On 8/13/24 14:26, Christoph Lameter via B4 Relay wrote:
From: "Christoph Lameter (Ampere)" <cl@xxxxxxxxxx>
Some architectures support load acquire which can save us a memory
barrier and save some cycles.
A typical sequence
do {
seq = read_seqcount_begin(&s);
<something>
} while (read_seqcount_retry(&s, seq);
requires 13 cycles on ARM64 for an empty loop. Two read memory barriers are
needed. One for each of the seqcount_* functions.

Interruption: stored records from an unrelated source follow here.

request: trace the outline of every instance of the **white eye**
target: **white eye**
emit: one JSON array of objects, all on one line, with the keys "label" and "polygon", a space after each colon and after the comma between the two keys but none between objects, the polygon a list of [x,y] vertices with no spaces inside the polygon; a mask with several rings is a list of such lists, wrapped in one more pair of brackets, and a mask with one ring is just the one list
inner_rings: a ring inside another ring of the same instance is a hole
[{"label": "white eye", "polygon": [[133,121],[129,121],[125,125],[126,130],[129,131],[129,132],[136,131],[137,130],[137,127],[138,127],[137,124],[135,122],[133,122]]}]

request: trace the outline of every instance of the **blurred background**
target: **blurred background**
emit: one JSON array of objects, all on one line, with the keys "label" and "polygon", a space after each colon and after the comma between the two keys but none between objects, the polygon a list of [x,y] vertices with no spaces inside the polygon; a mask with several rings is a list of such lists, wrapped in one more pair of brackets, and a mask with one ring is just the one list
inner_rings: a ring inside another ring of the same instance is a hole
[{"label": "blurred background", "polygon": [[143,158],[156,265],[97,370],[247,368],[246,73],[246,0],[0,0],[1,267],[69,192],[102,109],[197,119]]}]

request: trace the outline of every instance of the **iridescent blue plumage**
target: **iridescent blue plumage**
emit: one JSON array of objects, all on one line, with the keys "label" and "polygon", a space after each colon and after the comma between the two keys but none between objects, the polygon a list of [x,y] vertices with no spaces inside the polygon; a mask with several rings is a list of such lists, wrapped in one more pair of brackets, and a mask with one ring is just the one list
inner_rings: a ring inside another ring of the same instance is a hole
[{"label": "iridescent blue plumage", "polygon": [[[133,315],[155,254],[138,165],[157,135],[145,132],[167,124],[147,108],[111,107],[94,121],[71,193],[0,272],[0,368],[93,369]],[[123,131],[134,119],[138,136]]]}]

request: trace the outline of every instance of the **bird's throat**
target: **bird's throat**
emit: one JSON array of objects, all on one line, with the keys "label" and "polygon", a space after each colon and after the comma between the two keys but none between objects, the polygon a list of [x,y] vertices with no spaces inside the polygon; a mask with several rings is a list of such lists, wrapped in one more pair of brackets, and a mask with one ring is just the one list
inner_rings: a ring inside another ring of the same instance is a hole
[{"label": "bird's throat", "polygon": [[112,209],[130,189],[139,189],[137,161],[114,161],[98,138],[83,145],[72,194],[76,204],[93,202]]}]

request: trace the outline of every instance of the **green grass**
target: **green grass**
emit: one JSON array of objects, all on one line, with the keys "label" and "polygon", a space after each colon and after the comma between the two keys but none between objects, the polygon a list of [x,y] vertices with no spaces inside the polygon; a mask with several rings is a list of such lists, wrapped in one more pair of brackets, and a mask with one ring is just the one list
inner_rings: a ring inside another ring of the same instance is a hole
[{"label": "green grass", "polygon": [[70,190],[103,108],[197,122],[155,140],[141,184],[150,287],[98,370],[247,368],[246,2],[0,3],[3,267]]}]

We can replace the first read barrier with a load acquire of
the seqcount which saves us one barrier.
On ARM64 doing so reduces the cycle count from 13 to 8.
Signed-off-by: Christoph Lameter (Ampere) <cl@xxxxxxxxxx>
---
arch/Kconfig | 5 +++++
arch/arm64/Kconfig | 1 +
include/linux/seqlock.h | 41 +++++++++++++++++++++++++++++++++++++++++
3 files changed, 47 insertions(+)
diff --git a/arch/Kconfig b/arch/Kconfig
index 975dd22a2dbd..3f8867110a57 100644
--- a/arch/Kconfig
+++ b/arch/Kconfig
@@ -1600,6 +1600,11 @@ config ARCH_HAS_KERNEL_FPU_SUPPORT
Architectures that select this option can run floating-point code in
the kernel, as described in Documentation/core-api/floating-point.rst.
+config ARCH_HAS_ACQUIRE_RELEASE
+ bool
+ help
+ Architectures that support acquire / release can avoid memory fences
+
source "kernel/gcov/Kconfig"
source "scripts/gcc-plugins/Kconfig"
diff --git a/arch/arm64/Kconfig b/arch/arm64/Kconfig
index a2f8ff354ca6..19e34fff145f 100644
--- a/arch/arm64/Kconfig
+++ b/arch/arm64/Kconfig
@@ -39,6 +39,7 @@ config ARM64
select ARCH_HAS_PTE_DEVMAP
select ARCH_HAS_PTE_SPECIAL
select ARCH_HAS_HW_PTE_YOUNG
+ select ARCH_HAS_ACQUIRE_RELEASE
select ARCH_HAS_SETUP_DMA_OPS
select ARCH_HAS_SET_DIRECT_MAP
select ARCH_HAS_SET_MEMORY
Do we need a new ARCH flag? I believe barrier APIs like
smp_load_acquire() will use the full barrier for those arch'es that
don't define their own smp_load_acquire().
BTW, acquire/release can be considered memory barriers too. Maybe you
are talking about preferring acquire/release barriers over read/write
barriers. Right?
Cheers,
Longman